Scalable GLiNER as a Service API.
This project leverages FastAPI, Celery, and Redis to create a scalable and efficient system for generating and serving named entity predictions from text data. The architecture is designed to handle high volumes of requests with optimal performance and reliability.
- FastAPI is used as the high-performance web framework, providing fast and asynchronous endpoints to receive text data and return predictions.
- Celery manages the asynchronous task execution, distributing the workload across multiple workers, ensuring that the system can handle large-scale processing demands.
- Redis serves a dual role: as a message broker between FastAPI and Celery, and as a caching layer to store task results for quick retrieval.
- Flower is integrated for real-time monitoring and management of Celery tasks, giving you visibility into the system's performance and task execution status.
- Locust is integrated for load testing the API.

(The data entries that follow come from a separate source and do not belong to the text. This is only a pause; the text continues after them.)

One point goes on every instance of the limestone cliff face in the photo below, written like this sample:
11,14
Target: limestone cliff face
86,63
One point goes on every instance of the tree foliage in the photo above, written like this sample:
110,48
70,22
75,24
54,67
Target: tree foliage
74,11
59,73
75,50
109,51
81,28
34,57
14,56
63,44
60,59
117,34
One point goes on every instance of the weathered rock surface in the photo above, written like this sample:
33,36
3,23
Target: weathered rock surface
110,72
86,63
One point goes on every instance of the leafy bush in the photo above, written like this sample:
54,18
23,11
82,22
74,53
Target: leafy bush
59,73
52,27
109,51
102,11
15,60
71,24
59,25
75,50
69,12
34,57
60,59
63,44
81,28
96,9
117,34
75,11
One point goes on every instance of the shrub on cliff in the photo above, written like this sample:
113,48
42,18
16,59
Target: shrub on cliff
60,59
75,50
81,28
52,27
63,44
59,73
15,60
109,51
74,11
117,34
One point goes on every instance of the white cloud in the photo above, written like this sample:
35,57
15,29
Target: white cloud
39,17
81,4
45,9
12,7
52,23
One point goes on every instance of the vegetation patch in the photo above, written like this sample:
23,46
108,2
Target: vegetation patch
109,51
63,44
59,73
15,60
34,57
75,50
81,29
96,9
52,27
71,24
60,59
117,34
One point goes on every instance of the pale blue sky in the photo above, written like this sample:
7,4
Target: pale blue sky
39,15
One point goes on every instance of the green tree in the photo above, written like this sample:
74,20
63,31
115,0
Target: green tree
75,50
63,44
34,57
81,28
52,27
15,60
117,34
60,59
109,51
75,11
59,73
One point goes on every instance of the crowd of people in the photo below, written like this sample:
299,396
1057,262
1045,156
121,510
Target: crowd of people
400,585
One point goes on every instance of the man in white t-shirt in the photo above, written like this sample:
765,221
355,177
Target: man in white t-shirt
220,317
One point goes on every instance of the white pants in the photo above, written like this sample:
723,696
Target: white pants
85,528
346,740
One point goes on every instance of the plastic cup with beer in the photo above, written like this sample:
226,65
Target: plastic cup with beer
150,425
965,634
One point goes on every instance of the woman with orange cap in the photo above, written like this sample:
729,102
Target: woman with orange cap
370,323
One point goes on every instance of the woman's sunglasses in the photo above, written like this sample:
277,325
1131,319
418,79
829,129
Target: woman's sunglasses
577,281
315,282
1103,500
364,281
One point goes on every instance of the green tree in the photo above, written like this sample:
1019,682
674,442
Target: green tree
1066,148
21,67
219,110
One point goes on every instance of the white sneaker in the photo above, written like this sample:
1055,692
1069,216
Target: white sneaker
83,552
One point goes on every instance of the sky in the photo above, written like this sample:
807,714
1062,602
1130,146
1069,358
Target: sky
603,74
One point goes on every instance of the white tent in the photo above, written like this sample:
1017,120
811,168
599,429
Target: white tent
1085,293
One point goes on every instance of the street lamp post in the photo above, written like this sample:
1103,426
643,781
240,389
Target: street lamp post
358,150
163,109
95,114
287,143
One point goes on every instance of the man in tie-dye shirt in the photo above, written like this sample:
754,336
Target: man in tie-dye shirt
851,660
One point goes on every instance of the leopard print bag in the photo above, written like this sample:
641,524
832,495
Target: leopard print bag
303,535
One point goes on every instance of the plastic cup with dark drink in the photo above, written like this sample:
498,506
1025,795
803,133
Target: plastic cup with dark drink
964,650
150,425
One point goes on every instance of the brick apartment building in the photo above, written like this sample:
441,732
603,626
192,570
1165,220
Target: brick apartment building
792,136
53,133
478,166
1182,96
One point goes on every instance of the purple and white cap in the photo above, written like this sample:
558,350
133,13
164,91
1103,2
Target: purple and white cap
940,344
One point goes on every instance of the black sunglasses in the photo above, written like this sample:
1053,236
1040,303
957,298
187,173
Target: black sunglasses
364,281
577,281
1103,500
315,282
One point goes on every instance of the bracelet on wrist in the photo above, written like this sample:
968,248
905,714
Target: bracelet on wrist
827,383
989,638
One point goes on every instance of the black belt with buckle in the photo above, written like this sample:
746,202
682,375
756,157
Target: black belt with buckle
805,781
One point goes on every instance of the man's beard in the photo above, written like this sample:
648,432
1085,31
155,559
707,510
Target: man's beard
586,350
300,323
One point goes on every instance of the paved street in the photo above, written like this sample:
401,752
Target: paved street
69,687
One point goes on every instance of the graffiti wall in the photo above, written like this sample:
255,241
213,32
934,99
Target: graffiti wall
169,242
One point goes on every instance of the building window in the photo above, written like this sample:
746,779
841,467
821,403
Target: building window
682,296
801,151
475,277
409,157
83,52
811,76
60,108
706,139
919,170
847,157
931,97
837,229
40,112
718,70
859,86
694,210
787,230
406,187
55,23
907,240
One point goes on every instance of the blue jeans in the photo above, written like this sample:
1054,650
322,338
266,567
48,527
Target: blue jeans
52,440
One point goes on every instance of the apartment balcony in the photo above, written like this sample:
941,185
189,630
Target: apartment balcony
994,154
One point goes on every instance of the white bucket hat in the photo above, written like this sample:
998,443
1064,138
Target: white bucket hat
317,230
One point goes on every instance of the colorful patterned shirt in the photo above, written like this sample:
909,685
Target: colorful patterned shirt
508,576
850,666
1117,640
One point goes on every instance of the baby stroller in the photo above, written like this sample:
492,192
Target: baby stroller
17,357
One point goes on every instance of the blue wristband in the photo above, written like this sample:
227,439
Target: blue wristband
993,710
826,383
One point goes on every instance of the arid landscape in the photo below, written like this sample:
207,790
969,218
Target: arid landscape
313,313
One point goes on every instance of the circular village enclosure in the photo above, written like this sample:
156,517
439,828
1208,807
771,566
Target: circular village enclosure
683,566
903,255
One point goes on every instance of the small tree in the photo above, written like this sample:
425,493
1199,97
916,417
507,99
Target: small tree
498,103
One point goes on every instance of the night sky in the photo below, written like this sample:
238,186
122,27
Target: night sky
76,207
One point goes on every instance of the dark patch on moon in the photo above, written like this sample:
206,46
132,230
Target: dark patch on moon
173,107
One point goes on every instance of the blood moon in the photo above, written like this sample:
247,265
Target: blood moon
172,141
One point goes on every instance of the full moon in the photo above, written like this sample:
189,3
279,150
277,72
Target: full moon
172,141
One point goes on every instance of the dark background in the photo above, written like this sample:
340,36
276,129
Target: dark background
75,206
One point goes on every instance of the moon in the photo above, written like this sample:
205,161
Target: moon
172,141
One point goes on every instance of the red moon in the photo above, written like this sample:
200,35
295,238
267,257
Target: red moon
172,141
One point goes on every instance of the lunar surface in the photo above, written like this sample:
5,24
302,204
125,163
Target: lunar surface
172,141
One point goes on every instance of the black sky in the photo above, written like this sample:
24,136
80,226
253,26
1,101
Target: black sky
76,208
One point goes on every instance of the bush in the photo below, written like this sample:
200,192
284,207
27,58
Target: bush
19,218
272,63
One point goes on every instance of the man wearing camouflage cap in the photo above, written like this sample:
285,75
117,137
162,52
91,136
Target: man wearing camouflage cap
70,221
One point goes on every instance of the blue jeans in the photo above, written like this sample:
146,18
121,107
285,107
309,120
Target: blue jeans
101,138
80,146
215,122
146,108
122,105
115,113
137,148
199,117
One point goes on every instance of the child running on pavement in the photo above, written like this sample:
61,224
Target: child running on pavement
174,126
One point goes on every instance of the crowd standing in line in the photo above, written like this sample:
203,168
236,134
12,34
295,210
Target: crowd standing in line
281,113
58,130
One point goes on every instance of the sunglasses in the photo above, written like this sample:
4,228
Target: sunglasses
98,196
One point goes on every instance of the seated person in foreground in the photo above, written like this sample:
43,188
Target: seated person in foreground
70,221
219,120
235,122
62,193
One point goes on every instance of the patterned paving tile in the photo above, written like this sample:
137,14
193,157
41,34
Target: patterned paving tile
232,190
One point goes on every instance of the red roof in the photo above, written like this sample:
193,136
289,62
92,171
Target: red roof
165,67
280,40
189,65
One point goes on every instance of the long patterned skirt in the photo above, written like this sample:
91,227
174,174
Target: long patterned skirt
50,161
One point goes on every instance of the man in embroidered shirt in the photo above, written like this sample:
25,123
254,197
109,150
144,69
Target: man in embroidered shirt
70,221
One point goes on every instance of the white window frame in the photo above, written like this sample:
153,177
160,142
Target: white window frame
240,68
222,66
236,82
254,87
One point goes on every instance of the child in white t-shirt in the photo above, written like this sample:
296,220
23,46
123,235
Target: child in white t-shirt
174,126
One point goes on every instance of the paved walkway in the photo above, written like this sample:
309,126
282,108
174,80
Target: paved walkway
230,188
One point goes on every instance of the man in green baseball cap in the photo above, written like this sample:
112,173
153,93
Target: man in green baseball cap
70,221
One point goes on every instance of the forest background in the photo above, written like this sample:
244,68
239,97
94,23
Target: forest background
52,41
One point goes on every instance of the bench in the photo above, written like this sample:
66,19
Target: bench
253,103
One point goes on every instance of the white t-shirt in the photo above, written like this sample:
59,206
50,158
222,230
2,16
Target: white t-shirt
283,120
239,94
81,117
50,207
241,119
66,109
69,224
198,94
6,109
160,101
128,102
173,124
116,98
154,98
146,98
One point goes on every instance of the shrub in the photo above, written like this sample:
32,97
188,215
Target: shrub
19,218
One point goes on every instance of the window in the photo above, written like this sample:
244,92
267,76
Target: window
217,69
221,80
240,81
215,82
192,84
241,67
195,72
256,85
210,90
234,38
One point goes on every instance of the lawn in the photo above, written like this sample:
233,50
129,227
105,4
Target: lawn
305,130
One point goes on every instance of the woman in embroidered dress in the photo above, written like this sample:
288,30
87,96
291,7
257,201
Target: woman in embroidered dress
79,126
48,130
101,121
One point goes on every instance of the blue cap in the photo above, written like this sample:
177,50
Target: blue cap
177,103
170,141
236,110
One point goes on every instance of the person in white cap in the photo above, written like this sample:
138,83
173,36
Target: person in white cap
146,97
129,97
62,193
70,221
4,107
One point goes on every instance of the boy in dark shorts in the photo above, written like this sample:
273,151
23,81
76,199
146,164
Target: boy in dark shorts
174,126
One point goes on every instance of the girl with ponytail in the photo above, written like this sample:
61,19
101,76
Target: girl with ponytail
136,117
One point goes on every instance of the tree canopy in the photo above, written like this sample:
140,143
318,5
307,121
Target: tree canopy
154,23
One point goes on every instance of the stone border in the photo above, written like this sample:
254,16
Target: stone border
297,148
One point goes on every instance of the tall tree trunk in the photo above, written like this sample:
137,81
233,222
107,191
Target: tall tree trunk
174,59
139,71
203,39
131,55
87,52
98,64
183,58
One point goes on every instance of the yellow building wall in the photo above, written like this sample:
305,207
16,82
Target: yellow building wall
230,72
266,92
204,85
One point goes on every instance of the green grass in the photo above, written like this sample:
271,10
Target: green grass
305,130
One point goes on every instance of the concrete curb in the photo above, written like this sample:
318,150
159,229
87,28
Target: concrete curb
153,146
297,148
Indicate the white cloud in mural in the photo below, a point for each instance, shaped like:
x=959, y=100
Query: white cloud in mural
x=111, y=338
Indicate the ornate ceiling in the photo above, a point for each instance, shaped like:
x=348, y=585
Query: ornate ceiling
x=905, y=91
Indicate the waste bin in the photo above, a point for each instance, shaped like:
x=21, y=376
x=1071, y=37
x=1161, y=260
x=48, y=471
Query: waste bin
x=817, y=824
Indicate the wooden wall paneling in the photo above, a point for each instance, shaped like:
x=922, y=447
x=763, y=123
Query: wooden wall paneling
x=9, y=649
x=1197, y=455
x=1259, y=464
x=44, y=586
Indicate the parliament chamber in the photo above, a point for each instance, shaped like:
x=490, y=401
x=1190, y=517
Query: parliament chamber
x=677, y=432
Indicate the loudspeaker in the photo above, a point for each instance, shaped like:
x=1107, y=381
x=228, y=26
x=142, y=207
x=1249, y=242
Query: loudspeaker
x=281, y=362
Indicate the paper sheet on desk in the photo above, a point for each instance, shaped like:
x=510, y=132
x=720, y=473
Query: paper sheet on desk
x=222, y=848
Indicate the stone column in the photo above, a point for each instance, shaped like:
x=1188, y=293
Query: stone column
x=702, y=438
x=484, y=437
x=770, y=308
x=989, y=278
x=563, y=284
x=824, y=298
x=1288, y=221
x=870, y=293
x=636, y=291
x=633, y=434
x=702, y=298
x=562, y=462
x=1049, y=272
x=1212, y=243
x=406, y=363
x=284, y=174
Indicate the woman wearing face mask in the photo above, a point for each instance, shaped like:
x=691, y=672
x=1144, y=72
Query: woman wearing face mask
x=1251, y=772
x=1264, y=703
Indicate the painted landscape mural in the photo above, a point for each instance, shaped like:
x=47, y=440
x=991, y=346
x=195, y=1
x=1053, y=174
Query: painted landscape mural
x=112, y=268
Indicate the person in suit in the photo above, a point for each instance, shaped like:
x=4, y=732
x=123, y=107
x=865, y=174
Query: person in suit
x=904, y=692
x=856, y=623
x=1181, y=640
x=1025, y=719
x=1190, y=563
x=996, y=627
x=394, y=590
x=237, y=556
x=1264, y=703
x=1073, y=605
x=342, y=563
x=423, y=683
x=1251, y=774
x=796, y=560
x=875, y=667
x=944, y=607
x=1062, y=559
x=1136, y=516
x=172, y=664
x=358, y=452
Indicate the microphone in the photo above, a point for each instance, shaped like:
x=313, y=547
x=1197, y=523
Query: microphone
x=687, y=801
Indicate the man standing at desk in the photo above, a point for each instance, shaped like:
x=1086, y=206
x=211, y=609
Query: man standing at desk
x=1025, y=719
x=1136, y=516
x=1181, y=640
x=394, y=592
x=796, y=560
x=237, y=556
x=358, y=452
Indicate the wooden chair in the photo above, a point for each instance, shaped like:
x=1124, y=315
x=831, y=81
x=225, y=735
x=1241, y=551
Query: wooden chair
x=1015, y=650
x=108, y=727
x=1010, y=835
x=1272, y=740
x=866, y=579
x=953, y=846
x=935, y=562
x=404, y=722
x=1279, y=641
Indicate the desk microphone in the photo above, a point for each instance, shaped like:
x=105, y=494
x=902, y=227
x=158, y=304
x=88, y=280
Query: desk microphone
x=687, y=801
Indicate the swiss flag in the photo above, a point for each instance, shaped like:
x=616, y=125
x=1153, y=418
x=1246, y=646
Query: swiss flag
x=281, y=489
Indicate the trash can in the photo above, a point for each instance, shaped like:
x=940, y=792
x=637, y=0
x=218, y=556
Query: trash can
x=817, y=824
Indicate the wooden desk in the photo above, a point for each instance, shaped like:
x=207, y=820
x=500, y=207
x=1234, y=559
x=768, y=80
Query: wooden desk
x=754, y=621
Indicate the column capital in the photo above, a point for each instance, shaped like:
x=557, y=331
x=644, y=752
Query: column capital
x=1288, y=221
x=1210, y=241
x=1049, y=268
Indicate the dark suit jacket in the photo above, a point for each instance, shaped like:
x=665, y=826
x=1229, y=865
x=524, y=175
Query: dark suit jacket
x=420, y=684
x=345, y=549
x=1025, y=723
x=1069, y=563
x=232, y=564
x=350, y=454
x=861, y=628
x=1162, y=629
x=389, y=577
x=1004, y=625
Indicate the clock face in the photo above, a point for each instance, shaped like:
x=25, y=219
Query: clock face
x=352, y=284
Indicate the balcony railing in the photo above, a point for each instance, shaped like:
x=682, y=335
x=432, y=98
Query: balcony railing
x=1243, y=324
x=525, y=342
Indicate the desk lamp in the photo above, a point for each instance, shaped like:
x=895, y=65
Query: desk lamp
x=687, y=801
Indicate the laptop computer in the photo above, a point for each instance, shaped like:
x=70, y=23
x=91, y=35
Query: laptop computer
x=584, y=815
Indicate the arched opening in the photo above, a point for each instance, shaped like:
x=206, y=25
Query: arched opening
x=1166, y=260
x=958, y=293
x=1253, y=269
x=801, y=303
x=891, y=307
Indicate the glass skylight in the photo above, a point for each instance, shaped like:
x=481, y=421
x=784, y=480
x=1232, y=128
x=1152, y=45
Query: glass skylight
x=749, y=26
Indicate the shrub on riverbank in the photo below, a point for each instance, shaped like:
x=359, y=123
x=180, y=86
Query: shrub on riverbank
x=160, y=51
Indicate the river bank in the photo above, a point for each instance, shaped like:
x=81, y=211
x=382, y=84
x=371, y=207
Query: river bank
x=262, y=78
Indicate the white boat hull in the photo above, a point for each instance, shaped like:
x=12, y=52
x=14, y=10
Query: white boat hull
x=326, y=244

The application is build with docker-compose to create the various microservices. These include the FastAPI application itself, the Redis database and the Celery application. To build the Dockerfile for both FastAPI and Celery, use the following command:
# Copy the .env.example file to .env
cp .env.example .env
# Build the Docker images
docker build . -f Dockerfile.torch-cpu --pull -t torch-cpu:latest
docker build . -f Dockerfile.gliner -t gliner-service:latest
# Start the containers in detached mode
docker compose up -d
The following environment variables needed in a .env
file.
Leave as is for local testing.
REDIS_URL=redis://redis:6379/0
Open the browsers to see FastAPI's SwaggerUI, Locust, and Flower UI:
python scripts/open_browsers.py
Finally you can test the model:
./scripts/test-predict.sh
[
[
{
"start": 73,
"end": 74,
"text": "I",
"label": "PERSON",
"score": 0.932999312877655
},
{
"start": 120,
"end": 121,
"text": "I",
"label": "PERSON",
"score": 0.865664541721344
},
{
"start": 138,
"end": 139,
"text": "I",
"label": "PERSON",
"score": 0.8840217590332031
},
{
"start": 151,
"end": 157,
"text": "prince",
"label": "PERSON",
"score": 0.5222376585006714
},
{
"start": 163,
"end": 167,
"text": "town",
"label": "PLACE",
"score": 0.35346755385398865
},
{
"start": 175,
"end": 182,
"text": "Bel-Air",
"label": "PLACE",
"score": 0.8736599087715149
}
]
]
The UI is built with Streamlit and can be run with the following command:
./scripts/start-ui.sh
Note: The UI is an independent client (and thus has extra dependencies). It is not required to run the API.